The Internet’s Hidden Gems: The Marchand Archive

There is a treasure trove of teaching materials on the Internet. Many of us populate our materials with images, film clips, and primary sources gleaned from sites of other historians, libraries, and image repositories. But one archive in particular has been a rich source of teaching inspiration — the archive of Roland Marchand, the renowned historian of advertising and American culture at the University of California Davis. My mentor, historian Bruce Schulman, introduced me to Marchand’s “bag of tricks” in graduate school, and I’ve been going back to it ever since.

Not only does the archive house over 8,600 images of advertising and American history, it also contains some of Marchand’s assignments, many of which I have updated and incorporated into my classroom. These assignments are his documentary source problems, which ask students to engage with (sometimes a plethora) of primary source documents to reconstruct and analyze historical events. The topics range from Catherine of Cleves to the Ideology of the New Left.

I recently incorporated discussions based on the problem sets into my online course, pulling out and highlighting for students the kinds of historical thinking being asked of them. For example, in analyzing documents relating to the 1919 Chicago riots, I’m asking them to come up with a causality argument, one that takes into account the complex short and long-term contextual developments that informed the situation on the ground in Chicago. I selected eight of these discussions, beginning with a brief analysis of immigration cartoons from the late nineteenth century and ending with an interpretation of the events of Watergate.

The Meaning of Suburbia – A Documentary Source Problem as Classroom Discussion

One successful in class use of these source sets was in my US survey (the second half). In class, I divided students into four or five groups of four students. I gave them the sources relating to the suburbs in the 1950s to peruse, along with a few advertisements from the era and an excerpt from Richard Polenberg’s One Nation, Divisible to help them interpret the context.

Their task is simple: using the documents, answer the question — In the 1950s, did suburban Americans have the “good life?” To explain their answer to the question, I ask them to highlight three examples from the document that prove their point.

The students work for around 15-20 minutes on their problems, during which time I serve as an “on-call” adviser for their arguments. After the time has completed, each group presents their argument and documents, and I take notes on the board.

I’ve done this in three sections of the survey, and the balance of arguments is always different. In one class I had an even balance of “Yes” and “No” — but for entirely different reasons. In another class they all argued “Yes,” but one group then changed their answer after realizing that they had failed to take the perspectives and experiences of black Americans into account. In grappling with the powerful cultural images of the suburbs, particularly when employing the lens of race, students were able to complicate their definition of life in the suburbs.
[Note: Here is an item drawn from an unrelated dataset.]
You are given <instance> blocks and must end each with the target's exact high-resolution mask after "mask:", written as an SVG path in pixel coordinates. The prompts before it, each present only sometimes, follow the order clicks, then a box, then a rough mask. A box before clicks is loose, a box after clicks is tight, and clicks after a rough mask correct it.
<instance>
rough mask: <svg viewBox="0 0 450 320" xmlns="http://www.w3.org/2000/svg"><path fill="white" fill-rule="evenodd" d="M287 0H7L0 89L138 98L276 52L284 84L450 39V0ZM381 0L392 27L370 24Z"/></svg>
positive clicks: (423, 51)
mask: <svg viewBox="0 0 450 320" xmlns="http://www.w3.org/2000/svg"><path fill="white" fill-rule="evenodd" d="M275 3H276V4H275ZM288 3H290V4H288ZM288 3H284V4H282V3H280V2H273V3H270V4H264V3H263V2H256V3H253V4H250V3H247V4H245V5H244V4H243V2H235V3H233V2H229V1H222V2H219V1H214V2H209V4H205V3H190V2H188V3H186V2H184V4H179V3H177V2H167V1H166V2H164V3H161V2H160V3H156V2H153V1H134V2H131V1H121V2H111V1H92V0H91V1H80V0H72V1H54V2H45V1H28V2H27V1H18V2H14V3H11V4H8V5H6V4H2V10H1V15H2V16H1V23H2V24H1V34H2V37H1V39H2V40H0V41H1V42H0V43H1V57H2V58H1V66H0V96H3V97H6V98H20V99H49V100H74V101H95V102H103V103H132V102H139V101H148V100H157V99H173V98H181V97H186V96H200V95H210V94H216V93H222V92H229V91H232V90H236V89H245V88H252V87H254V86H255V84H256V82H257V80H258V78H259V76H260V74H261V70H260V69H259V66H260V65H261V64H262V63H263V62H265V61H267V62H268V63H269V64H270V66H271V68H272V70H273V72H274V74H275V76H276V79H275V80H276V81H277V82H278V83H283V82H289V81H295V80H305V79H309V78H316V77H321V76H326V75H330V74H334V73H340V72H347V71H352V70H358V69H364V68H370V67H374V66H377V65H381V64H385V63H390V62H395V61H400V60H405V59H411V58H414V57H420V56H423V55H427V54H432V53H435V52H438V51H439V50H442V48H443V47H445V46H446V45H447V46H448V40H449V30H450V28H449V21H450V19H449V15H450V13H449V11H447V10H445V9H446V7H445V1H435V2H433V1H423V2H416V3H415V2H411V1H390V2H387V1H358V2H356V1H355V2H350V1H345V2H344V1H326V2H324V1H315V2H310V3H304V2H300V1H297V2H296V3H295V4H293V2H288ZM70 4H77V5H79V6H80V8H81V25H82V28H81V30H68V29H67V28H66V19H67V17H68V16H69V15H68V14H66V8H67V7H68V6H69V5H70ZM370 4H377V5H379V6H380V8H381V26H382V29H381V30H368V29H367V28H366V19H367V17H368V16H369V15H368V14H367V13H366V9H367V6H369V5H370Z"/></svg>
A few notably conversations tend to take place — all classes, for example, had a general discussion about the benefits of the availability of interior plumbing (we had to revisit what communal toilets were like in urban neighborhoods). After taking notes based on the group findings, conversation usually ensued naturally. Many students were incredulous that other groups did not take into account the threat of nuclear war (I usually include an advertisement about home bomb shelters) and how that shaped the meaning of suburbia, whereas others emphasized the transition from inner-city neighborhoods to suburban lawns. These conversations often expanded beyond the historical moment of the 1950s and touched on students’ own experiences and upbringings, with them thinking about the role of media and politics in shaping their own understandings of place and family in a broader historical context.

At the end of the discussion, after comparing arguments and raising pieces of evidence to challenge interpretations, I ask students if we began with the right question. I’m happy to report that they hated my interpretive question. They found it too difficult to answer yes or no, and that it was too leading. I spend the last few minutes of class crafting with them a more effective question, such as “Given the rising Cold War tensions, how did gender roles in American suburbs take on new meaning?” or “With the demographic shift to the suburbs, how were these new spaces structured by race, class, and media imagery?”


In short, the documentary source problems are a great way to engage students with the kind of investigatory work we do as historians, as well as introduce complex categories of analysis to interrogate structures and experiences that they often take for granted. This semester, in the online class, I will be having students develop a research paper based off of one of the discussions from the semester, and I anticipate a level and range of creative thinking not often found in papers where the source base is more limited.